A conviction on first-degree murder carries a mandatory sentence of life in prison without parole in Iowa, which does not have the death penalty.

Family Releases Statement

The family of Mollie Tibbetts is acknowledging, “Our hearts are broken.”

They released a statement on Aug. 22, that notes their grief but also thanks “all of those from around the world who have sent their thoughts and prayers for our girl.”

The statement adds, “We know that many of you will join us as we continue to carry Mollie in our hearts forever.”

The Tibbetts family says they need time to grieve in private but emphasized they appreciate the “outpouring of love and support that has been shared in Mollie’s name.”

Judge Raises Bond to $5 Million

At the hearing on Aug. 22, Magistrate Judge Diane Crookham-Johnson granted a state prosecutor’s request to raise the bond amount to cash-only $5 million.

Rivera had been held since Aug. 21, on a $1 million cash-only bond after being charged.

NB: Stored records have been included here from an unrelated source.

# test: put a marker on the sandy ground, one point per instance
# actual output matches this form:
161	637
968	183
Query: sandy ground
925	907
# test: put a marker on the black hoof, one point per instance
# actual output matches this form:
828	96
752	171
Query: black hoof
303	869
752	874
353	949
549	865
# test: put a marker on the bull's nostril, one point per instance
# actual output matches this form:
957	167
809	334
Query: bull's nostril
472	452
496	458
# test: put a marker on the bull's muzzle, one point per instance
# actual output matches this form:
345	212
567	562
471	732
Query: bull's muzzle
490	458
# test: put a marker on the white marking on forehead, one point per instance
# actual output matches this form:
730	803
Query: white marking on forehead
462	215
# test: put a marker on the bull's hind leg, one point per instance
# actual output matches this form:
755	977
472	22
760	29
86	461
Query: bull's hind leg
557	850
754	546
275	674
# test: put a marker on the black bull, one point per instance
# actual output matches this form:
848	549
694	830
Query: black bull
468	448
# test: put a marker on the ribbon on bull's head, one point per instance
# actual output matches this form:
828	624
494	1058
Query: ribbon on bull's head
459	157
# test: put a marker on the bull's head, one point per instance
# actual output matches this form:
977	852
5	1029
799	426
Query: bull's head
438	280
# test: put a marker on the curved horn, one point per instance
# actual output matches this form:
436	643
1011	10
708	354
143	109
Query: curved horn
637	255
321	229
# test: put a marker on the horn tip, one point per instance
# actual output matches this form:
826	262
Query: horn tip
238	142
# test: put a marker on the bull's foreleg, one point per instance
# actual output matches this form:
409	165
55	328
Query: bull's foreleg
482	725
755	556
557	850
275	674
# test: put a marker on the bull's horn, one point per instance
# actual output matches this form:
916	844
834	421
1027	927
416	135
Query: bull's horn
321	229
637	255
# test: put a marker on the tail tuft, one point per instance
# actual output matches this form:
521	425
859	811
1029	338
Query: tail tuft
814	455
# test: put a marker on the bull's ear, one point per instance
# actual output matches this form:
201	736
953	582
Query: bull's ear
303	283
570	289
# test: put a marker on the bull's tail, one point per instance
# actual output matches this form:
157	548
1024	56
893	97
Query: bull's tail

Assistant attorney general Scott Brown noted that Rivera is suspected of being in the country illegally, and is charged with a “heinous crime.” He says the higher bond amount would protect the community.

Rivera’s lawyer, Allan Richards, said he plans to ask for a bond review hearing at a later date. He said his client is a young man who has no prior criminal history and has worked for a prominent local farmer for years.

A poster for missing University of Iowa student Mollie Tibbetts hangs on the front door of a local business, Tuesday, Aug. 21, 2018, in Brooklyn, Iowa.
A poster for missing University of Iowa student Mollie Tibbetts hangs on the front door of a local business in Brooklyn, Iowa on Aug. 21, 2018. (AP Photo/Charlie Neibergall)

Lawyer Challenges Statement on Suspect’s Status

Rivera’s Facebook page described him as being from Guayabillo, a community of fewer than 500 people in the Mexican state of Guerrero. It’s about a three-hour drive from the resort city of Acapulco.

A search of Iowa court records revealed no prior criminal history, and it’s unclear whether he had ever been subject to prior deportation proceedings.

Richards challenged the government’s statement on Aug. 22, that the suspect has been living in the United States illegally.

In a court document, Richards stated that an employer has said Rivera has legal permission to be in the U.S. The document named Craig Lang, a former head of the Iowa Board of Regents, which oversees the state’s three public universities. Lang is co-owner of a dairy that employed Rivera.

Rivera’s immigration status was confirmed by an E-Verify electronic immigration status check, the Lang family said in a statement.

Richards also asked that the proceedings be closed, he argued in a motion filed on Aug.22, that his client’s right to a fair trial would be hurt by media coverage if reporters were allowed to remain in the courtroom.

The motion was rejected by the judge.